From 1975 – 1979, they waged a bloody war on the civilians of Cambodia and murdered almost 3 million men, women and children. S-21 was the prison they brought 14, 000 prisoners to, where they interrogated, tortured and eventually slaughtered them. When Vietnamese forces finally defeated the bloody regime in 1979, only 7 survivors were found inside.
The prison has been left almost the way it was when the Khmer Rouge used it as a killing base during their reign of terror.
There is still blood on the floor in some rooms and fingernail scrapings along the staircase walls. The rooms that were used to torture the prisoners have wooden desks behind which the interrogators would have sat. In front of the desks, are bed frames on which the prisoners were made to lie down on and the shackles which bound them to the frame are still present. It was here that many were accused of working for the CIA-KGB and were coerced into giving a confession. These confessions were carefully collected and transcribed by the Khmer Rouge aswell as photographs of their dead bodies – which are now on display in the prison.

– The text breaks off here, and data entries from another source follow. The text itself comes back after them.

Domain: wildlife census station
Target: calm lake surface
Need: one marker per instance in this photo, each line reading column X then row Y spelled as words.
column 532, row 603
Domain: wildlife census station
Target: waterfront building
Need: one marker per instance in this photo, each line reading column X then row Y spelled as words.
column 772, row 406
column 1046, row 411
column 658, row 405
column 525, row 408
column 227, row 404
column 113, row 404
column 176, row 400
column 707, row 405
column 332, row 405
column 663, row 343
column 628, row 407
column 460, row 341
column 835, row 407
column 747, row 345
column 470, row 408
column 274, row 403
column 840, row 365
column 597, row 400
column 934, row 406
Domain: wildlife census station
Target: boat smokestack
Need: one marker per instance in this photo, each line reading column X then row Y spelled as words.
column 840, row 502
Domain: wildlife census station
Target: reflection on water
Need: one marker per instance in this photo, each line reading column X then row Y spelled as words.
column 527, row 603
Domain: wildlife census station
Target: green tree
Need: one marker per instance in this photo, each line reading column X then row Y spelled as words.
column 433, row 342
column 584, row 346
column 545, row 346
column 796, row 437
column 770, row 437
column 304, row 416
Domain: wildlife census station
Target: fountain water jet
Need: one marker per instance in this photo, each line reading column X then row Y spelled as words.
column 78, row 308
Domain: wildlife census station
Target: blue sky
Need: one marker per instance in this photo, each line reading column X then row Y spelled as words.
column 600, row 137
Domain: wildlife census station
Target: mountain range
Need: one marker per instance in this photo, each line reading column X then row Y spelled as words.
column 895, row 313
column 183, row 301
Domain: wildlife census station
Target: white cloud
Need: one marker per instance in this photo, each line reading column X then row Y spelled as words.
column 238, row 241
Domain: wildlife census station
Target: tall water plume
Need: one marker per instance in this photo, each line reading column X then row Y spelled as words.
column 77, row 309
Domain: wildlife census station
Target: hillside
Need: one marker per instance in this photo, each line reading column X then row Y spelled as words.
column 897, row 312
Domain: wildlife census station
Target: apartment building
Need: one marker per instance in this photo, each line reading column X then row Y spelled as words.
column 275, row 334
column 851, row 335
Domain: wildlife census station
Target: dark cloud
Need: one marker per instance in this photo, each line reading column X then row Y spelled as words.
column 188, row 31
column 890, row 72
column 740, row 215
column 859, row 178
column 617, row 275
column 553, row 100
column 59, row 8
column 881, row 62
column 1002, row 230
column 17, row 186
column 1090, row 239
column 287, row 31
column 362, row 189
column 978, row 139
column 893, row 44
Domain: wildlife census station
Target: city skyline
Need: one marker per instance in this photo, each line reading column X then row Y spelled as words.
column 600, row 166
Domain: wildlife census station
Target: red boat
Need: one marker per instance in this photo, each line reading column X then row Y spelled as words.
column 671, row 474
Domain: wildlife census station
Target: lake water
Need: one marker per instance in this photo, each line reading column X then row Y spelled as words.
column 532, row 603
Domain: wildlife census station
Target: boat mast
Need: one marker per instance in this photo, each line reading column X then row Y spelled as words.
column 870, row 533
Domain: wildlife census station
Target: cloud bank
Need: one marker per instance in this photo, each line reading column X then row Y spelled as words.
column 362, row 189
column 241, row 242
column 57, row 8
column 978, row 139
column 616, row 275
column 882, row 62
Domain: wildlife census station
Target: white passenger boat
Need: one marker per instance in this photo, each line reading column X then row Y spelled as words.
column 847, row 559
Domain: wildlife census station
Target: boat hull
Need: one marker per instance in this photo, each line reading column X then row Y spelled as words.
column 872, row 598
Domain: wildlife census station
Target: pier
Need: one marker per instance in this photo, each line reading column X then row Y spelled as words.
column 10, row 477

Furthermore, there is a collection of headshot photographs from when the prisoners first entered S-21. Looking at the faces of the people as they were photographed by their captors, you can’t help but wonder what was going through their head.
Some have blank, vacant expressions implying they know what’s to come while others look confused. Some have blood on their faces and some are even smiling. Its unfathomable how the Khmer Rouge took pride in their vast photography and “confession” collection and used them to prove to their leaders that they were true to the regime.

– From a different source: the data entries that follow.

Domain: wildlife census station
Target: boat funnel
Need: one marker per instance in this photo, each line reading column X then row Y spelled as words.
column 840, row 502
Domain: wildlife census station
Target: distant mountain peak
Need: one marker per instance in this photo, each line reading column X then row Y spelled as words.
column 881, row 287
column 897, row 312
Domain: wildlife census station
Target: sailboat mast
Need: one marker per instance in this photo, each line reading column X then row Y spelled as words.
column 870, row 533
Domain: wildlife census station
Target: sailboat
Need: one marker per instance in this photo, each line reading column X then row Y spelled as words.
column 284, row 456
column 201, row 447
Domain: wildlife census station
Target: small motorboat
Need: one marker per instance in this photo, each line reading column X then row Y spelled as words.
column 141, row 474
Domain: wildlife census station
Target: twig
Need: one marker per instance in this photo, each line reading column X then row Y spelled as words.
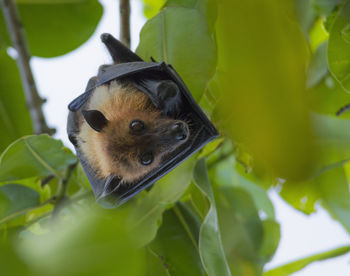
column 221, row 158
column 124, row 9
column 33, row 100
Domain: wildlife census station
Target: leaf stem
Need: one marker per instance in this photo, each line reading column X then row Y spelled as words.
column 124, row 9
column 33, row 100
column 24, row 211
column 60, row 196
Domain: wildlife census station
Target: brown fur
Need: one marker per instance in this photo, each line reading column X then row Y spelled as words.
column 115, row 151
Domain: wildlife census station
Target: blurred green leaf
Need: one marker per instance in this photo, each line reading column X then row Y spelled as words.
column 180, row 37
column 145, row 216
column 67, row 24
column 210, row 244
column 305, row 14
column 176, row 243
column 339, row 46
column 207, row 7
column 17, row 198
column 37, row 155
column 97, row 243
column 262, row 82
column 14, row 116
column 295, row 266
column 11, row 262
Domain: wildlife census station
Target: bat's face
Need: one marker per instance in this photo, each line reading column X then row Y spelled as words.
column 126, row 127
column 129, row 136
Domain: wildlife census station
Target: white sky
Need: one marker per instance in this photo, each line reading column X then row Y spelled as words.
column 62, row 79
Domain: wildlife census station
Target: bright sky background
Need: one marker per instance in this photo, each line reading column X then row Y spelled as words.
column 62, row 79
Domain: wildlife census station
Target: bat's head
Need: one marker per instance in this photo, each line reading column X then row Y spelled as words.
column 126, row 135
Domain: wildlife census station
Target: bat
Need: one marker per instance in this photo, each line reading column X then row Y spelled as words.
column 135, row 122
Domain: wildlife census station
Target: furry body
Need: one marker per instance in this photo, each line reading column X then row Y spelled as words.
column 118, row 150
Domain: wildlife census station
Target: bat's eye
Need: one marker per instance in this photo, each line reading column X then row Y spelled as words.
column 146, row 158
column 137, row 126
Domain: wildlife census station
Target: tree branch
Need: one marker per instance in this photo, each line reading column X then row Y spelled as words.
column 33, row 100
column 124, row 8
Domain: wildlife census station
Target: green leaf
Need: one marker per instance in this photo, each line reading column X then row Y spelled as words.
column 152, row 7
column 154, row 264
column 241, row 229
column 339, row 46
column 326, row 7
column 318, row 67
column 262, row 83
column 17, row 198
column 15, row 120
column 145, row 216
column 37, row 155
column 176, row 243
column 295, row 266
column 272, row 236
column 180, row 37
column 54, row 28
column 231, row 173
column 35, row 184
column 332, row 140
column 328, row 97
column 330, row 187
column 210, row 244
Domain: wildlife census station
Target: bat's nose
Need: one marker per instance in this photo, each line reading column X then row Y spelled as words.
column 179, row 130
column 105, row 37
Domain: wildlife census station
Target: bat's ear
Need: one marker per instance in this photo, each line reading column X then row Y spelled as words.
column 95, row 119
column 119, row 52
column 167, row 90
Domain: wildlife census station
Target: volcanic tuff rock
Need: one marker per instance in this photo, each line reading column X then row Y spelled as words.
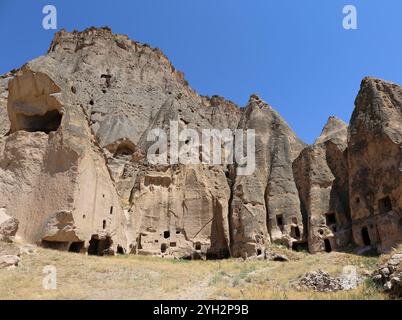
column 322, row 180
column 74, row 173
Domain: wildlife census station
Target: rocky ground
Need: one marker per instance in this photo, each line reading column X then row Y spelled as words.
column 303, row 276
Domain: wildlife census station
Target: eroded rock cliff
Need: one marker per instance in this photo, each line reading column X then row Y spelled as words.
column 74, row 171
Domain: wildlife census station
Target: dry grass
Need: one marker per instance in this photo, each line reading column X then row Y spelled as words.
column 139, row 277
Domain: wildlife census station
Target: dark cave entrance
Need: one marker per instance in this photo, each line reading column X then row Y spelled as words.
column 330, row 219
column 120, row 250
column 98, row 246
column 295, row 232
column 124, row 149
column 300, row 246
column 47, row 123
column 327, row 244
column 279, row 221
column 385, row 205
column 76, row 246
column 366, row 237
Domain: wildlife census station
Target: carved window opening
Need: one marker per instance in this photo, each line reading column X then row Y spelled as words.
column 46, row 123
column 76, row 246
column 385, row 205
column 279, row 220
column 366, row 236
column 330, row 219
column 97, row 247
column 295, row 232
column 327, row 244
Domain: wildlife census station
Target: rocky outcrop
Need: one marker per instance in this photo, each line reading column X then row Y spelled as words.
column 374, row 161
column 265, row 205
column 8, row 225
column 77, row 125
column 389, row 275
column 321, row 175
column 50, row 164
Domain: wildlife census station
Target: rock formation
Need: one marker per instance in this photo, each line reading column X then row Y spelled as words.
column 321, row 175
column 75, row 127
column 374, row 161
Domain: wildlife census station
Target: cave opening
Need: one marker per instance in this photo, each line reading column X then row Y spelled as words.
column 279, row 220
column 295, row 232
column 385, row 205
column 76, row 246
column 330, row 218
column 124, row 149
column 366, row 237
column 47, row 123
column 300, row 246
column 327, row 244
column 56, row 245
column 120, row 250
column 97, row 247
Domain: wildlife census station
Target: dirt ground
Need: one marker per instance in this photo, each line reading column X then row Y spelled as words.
column 138, row 277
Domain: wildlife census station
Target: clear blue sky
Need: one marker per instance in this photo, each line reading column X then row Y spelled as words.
column 293, row 53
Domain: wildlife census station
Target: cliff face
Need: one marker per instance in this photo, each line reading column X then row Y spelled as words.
column 321, row 175
column 374, row 157
column 75, row 126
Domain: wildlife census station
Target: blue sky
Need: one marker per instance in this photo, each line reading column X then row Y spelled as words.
column 295, row 54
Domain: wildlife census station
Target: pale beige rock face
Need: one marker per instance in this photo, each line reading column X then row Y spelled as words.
column 74, row 171
column 4, row 121
column 322, row 180
column 50, row 165
column 374, row 156
column 265, row 204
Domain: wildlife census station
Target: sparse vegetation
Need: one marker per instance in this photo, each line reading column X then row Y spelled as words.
column 142, row 277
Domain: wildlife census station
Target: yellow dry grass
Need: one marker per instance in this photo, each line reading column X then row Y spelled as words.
column 140, row 277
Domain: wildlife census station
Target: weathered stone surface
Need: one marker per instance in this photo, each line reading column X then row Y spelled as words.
column 8, row 225
column 374, row 158
column 321, row 175
column 320, row 281
column 50, row 163
column 9, row 261
column 74, row 172
column 389, row 275
column 4, row 121
column 265, row 204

As I walked around the four former prison buildings listening to my audio tour guide, I was speechless. The heartless Khmer Rouge soldiers would keep the prisoners in tiny cells the size of coffins before dragging them out and torturing them either by waterboarding, ripping off their fingernails, electrocution or using chemical substances.

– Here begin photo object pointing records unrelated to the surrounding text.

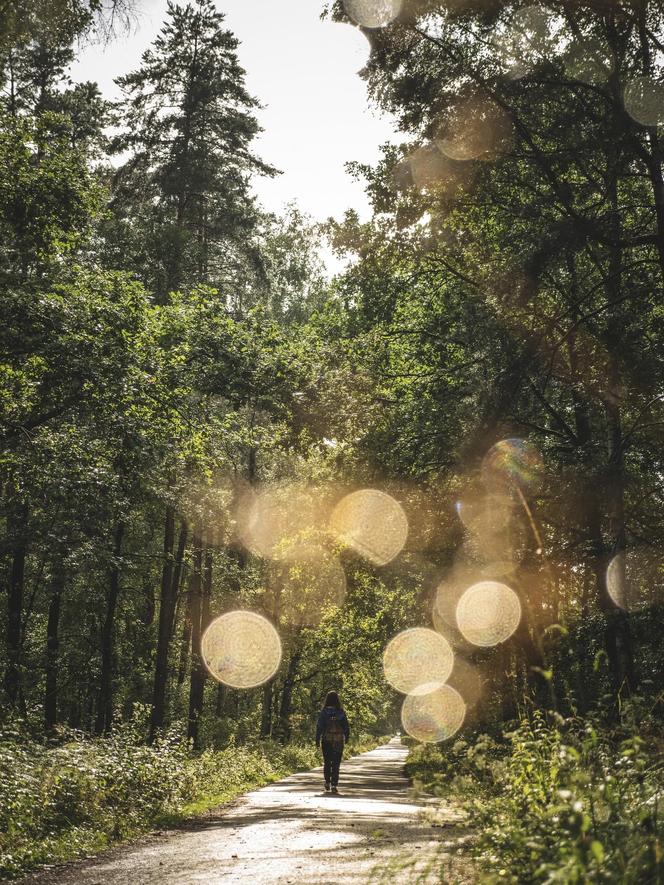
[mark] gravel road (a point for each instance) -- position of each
(374, 831)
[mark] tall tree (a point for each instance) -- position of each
(188, 124)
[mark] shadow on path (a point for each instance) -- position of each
(291, 831)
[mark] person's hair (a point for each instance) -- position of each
(332, 700)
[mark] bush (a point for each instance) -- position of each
(67, 800)
(565, 802)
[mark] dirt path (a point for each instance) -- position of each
(291, 831)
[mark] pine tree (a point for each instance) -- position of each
(188, 123)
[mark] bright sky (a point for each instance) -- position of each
(316, 116)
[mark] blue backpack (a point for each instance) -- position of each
(333, 732)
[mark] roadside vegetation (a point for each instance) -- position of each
(74, 795)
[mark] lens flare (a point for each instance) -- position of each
(644, 101)
(241, 649)
(488, 613)
(470, 508)
(417, 660)
(433, 717)
(305, 585)
(636, 577)
(372, 523)
(466, 679)
(495, 543)
(476, 128)
(512, 463)
(432, 170)
(372, 13)
(270, 521)
(588, 62)
(527, 41)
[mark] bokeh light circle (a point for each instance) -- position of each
(435, 716)
(417, 661)
(476, 128)
(512, 463)
(488, 613)
(372, 13)
(241, 649)
(372, 523)
(644, 101)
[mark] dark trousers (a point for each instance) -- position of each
(332, 754)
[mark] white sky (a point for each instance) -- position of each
(316, 115)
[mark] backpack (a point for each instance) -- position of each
(333, 732)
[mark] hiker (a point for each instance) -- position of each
(332, 731)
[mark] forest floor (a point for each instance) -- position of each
(375, 831)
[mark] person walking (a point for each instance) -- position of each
(332, 731)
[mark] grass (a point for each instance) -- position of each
(78, 796)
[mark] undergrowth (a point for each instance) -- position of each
(76, 796)
(557, 801)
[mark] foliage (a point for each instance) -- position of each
(74, 796)
(564, 801)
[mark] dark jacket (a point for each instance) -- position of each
(324, 717)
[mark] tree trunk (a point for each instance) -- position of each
(185, 642)
(266, 713)
(105, 703)
(164, 629)
(618, 631)
(13, 679)
(284, 727)
(618, 640)
(220, 706)
(53, 647)
(197, 679)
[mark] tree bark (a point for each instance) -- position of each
(105, 702)
(197, 678)
(284, 726)
(266, 713)
(53, 647)
(13, 681)
(164, 630)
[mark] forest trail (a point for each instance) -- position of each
(374, 831)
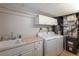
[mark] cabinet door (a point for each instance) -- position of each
(50, 48)
(39, 48)
(59, 45)
(30, 53)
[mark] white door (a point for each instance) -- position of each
(39, 48)
(50, 47)
(59, 45)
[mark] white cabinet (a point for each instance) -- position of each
(50, 48)
(31, 49)
(59, 45)
(29, 53)
(18, 50)
(45, 20)
(38, 48)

The photographs were hard to look at, but they are a true portrayal of just how cruel humans can be towards others. I have the belief that everyone, especially in the Western world, should know about the true events that occur during civil and international wars. Its important that we know what humans can do to each other because it doesn’t just affect people in poor countries.
There is too much dismissal, denial and misinformation in the Western world about humanitarian suffering and collateral damage because of lunatic groups such as the Khmer Rouge.